On notera avec attention qu’on ne parle pas des «victimes des toros», ce qui serait exact et logique, mais de «victimes du toreo». Une telle distinction appellerait une analyse approfondie parce qu’elle porte les données d’un débat de fond essentiel.
Mais pour l’heure, là n’est pas mon propos, il conviendra d’y revenir.
Je me bornerai juste pour titiller la curiosité et la réflexion de l’honorable lecteur, à souligner un caractère «martyrologique» très marqué et à le placer en perspective avec une tendance sociétale qui se développe dans une «thématique de la victime», et dans une argumentation très défensive d’une partie du monde taurin.
«Voyez comme nous souffrons!», «Voyez nos martyrs!», «Voyez comme on nous attaque injustement!». Tout cela procède d’une défense plaintive et justificatrice de la corrida, plutôt que d’une affirmation de valeurs positives et vigoureusement assumée.
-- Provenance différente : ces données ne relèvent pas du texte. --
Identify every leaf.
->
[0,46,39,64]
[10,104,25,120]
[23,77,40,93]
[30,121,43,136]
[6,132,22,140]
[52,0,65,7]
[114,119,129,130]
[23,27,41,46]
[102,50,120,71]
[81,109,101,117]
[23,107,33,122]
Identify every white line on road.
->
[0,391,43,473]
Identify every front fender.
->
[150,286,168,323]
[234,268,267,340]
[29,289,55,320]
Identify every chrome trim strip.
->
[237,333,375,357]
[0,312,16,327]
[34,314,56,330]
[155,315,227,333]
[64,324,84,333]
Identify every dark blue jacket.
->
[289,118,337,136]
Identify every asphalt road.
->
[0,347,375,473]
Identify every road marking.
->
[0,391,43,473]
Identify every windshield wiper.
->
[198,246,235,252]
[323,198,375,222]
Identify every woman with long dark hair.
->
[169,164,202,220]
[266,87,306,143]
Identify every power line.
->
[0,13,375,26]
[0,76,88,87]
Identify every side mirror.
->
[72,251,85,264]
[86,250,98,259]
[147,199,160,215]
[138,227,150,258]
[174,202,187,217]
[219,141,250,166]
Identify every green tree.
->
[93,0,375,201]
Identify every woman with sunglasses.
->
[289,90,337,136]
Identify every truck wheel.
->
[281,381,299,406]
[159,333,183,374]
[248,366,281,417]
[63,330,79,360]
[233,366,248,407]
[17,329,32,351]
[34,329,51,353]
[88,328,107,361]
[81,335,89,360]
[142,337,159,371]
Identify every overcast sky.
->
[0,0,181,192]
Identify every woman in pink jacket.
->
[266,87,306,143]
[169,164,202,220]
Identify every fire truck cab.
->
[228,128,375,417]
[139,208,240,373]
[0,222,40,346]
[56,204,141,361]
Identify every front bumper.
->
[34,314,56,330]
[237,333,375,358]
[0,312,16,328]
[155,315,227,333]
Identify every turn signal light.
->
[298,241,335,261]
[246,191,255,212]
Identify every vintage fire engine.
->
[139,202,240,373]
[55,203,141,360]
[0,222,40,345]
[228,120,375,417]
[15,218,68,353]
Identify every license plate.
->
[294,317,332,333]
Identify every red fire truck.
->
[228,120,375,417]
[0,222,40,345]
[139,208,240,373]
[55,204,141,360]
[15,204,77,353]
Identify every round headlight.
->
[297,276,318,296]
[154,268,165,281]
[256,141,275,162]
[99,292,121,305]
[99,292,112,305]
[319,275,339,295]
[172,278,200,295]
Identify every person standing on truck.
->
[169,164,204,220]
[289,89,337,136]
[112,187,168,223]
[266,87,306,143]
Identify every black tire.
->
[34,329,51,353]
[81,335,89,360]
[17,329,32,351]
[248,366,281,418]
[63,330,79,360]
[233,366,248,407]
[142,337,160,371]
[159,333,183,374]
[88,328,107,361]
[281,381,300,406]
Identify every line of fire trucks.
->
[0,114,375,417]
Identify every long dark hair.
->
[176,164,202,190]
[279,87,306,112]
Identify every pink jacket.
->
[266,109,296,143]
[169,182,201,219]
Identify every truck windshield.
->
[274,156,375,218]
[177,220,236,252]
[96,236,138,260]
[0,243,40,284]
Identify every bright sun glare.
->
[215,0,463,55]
En fait tous ces mots recouvrent des réalités tangibles, de celles que nous tutoyons au quotidien, de celles qui concourent à faire de la corrida contemporaine ce qu’elle est et sera, où ce qu’elle n’est pas ou ne sera pas.
L’un des «toreros d’époque» les plus marquants de la période précédent la Guerre Civile est Domingo Ortega. Son nom est synonyme de maîtrise technique, de poder, de dominio absolu. Domingo est le torero puissant par excellence, qui soumet les toros, tous les toros.
Et quels toros! Il ne s’agit pas des sardines, des novillos ou des "quatreños" amoindris qui vont paraître ensuite, victimes bovines et collatérales des ravages de la Guerre Civile. Il ne s’agit pas non plus de la figure expiatoire, tragique, doloriste et somme toute passive incarnée par MANOLETE qui dominera la décade suivante.
Domingo Ortega ne se situe nullement dans le masochisme. Tout au contraire, c’est un grand fauve, un prédateur, l'homme à la volonté et à la main d'acier, qui domine et soumet, dans une jouissance jubilatoire pleinement assumée.
Il est le chantre d’un toreo actif, de mouvement, contre le toreo passif, d’immobilité de Manuel Rodriguez Sanchez MANOLETE. Il n’est pas la victime, il est l’exécuteur. Il est aussi celui qui combat et vainc, non celui qui subit et est sacrifié à Linares.
Ce sont donc deux conceptions de la tauromachie qui, sinon s’opposent, du moins dialoguent et alternent. Les héritiers, évidents à mes yeux, du Calife de Cordoue, se nomment José Tomas ou Sébastien Castella. Comme lui, ils développent des thématiques tragiques, un toreo lunaire à mettre en parallèle avec le toreo solaire et épique d’Ortega, ou de ses successeurs El Juli, El Cid, ou –cela risque de surprendre- Morante de la Puebla.
Les premiers s’ignorent, ignorent leur corps, exaltent la souffrance et l’héroïsme stoïcien démultiplié par le triomphe de l’impavidité de celui dont le corps torturé et sanglant, persiste à s’offrir en victime expiatoire.

Les seconds trouvent leur jouissance, non pas dans la blessure, signe de l’échec (et non de l’épreuve initiatique) mais dans la résolution du problème/toro et dans sa soumission.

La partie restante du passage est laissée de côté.